A terceira razão é que num futuro próximo será possível produzir suficiente eletricidade a partir de energias naturais que substituirão o átomo ou os combustíveis fosseis. Em 2018, os 443 reatores instalados no mundo forneciam aproximadamente 10% da eletricidade produzida, e estes dados praticamente não variaram nos últimos anos[6] . Após o acidente de Fukushima, excetuando a China e a Índia, houve um freio na construção de centrais nucleares. O número das que estão em atividade, nos Estados Unidos, na Alemanha, no Reino Unido, no Japão, etc. , diminuiu. E inversamente aumentou a quantidade de eletricidade produzida por energias renováveis como a eólica e a solar. Se agregarmos as hidroelétricas, as energias renováveis já representam 26% da eletricidade produzida no mundo[7]. Até o ano de 2050, será possível produzir uma quantidade de eletricidade sem que seja necessário recorrer aos combustíveis fosseis ou ao nuclear.

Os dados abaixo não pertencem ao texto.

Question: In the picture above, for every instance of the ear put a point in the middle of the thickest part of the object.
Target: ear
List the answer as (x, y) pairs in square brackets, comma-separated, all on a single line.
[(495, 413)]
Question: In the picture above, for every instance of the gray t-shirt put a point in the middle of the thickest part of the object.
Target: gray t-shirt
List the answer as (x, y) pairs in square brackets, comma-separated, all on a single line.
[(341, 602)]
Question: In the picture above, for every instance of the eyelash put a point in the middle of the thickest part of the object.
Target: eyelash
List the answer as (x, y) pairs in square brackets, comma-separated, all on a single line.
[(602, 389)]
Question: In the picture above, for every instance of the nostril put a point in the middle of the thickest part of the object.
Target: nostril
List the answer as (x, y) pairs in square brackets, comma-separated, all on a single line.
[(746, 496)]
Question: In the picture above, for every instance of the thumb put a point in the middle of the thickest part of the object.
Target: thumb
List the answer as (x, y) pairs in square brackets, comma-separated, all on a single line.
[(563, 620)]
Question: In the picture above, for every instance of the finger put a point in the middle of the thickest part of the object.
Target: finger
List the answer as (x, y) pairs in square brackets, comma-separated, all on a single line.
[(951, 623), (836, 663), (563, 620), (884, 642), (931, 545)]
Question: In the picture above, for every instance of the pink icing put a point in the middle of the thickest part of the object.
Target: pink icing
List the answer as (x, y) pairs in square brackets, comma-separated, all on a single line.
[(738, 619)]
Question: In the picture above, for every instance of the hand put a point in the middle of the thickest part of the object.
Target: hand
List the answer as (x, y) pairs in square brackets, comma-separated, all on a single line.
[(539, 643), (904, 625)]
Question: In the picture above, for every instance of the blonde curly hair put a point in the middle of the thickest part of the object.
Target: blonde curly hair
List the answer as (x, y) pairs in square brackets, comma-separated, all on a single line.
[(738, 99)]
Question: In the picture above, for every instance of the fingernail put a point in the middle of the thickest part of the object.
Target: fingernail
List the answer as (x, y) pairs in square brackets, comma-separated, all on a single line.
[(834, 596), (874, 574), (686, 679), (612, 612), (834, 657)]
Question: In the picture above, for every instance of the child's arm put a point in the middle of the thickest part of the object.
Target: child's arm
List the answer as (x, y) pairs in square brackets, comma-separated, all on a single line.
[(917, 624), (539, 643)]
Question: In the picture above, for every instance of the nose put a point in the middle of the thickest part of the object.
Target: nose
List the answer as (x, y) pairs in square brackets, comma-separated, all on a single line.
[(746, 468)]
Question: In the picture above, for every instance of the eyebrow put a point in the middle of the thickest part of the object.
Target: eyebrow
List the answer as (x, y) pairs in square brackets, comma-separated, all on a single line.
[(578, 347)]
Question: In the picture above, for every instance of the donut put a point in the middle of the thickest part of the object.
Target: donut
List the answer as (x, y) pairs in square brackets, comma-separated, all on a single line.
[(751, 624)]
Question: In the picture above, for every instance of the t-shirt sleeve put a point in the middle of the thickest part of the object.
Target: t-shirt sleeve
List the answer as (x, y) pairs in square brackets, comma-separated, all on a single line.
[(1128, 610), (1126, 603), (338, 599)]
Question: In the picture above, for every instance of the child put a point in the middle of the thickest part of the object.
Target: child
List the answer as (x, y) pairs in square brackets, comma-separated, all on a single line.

Há quem pense que a energia renovável não será suficiente. Mas os raios solares sobre a terra correspondem aproximadamente a dez mil vezes a energia que os homens consomem[8]. Em outras palavras será suficiente transformar uma ínfima porção desses raios para satisfazer nossas atuais necessidades de energia. Entretanto, em diversos países, uma utilização hábil das previsões meteorológicas, da informática, como também das técnicas de controle da demanda já permitem um fornecimento estável da eletricidade a partir de energias renováveis.
Muitos conflitos internacionais se originam de disputas em torno das fontes de energia. As energias renováveis não são benéficas apenas para o meio ambiente. Elas apresentam também a vantagem de permitir uma autossuficiência energética. Em sua maioria os países poderiam produzir eles próprios a eletricidade de que necessitam.
(Agosto de 2019)
[1] Naoto Kan foi Primeiro Ministro do Japão de 08/06/2010 a 02/09/2011. Nessa época ele presidia o Partido Democrata (centro – esquerda)
[2] Aglomerado altamente radioativo, composto de combustíveis nucleares e de materiais da estrutura.
[3] No momento do acidente de Chernobyl (1986) a explosão do reator n.4 fez com que a tampa levantasse expondo o núcleo ao ar livre, o que provocou fogo a partir do grafite. E em seguida o corium foi para o fundo do bloco do reator.
[4] A empresa privada Tokyo Denryoku, conhecida no Japão como Toden e no estrangeiro como Tepco, foi reabilitada em 2012, depois da catástrofe, com participação financeira majoritária do Estado.
[5] o que representaria a metade do Japão ou mais de um terço da França metropolitana.
[6] “World Nuclear Power Plants 2018 <https://www.jaif.or.jp/doukou2018_announcement>, Forum Industrial Atômico do Japão
[7] Kaya Yoichi, Enciclopédia da Energia (em japonês), edições Maruzen, Toquio 2001; igualmente no “Manual de estatísticas energéticas e econômicas 2019” Instituto japonês de economia de energia (em japonês), Tóquio.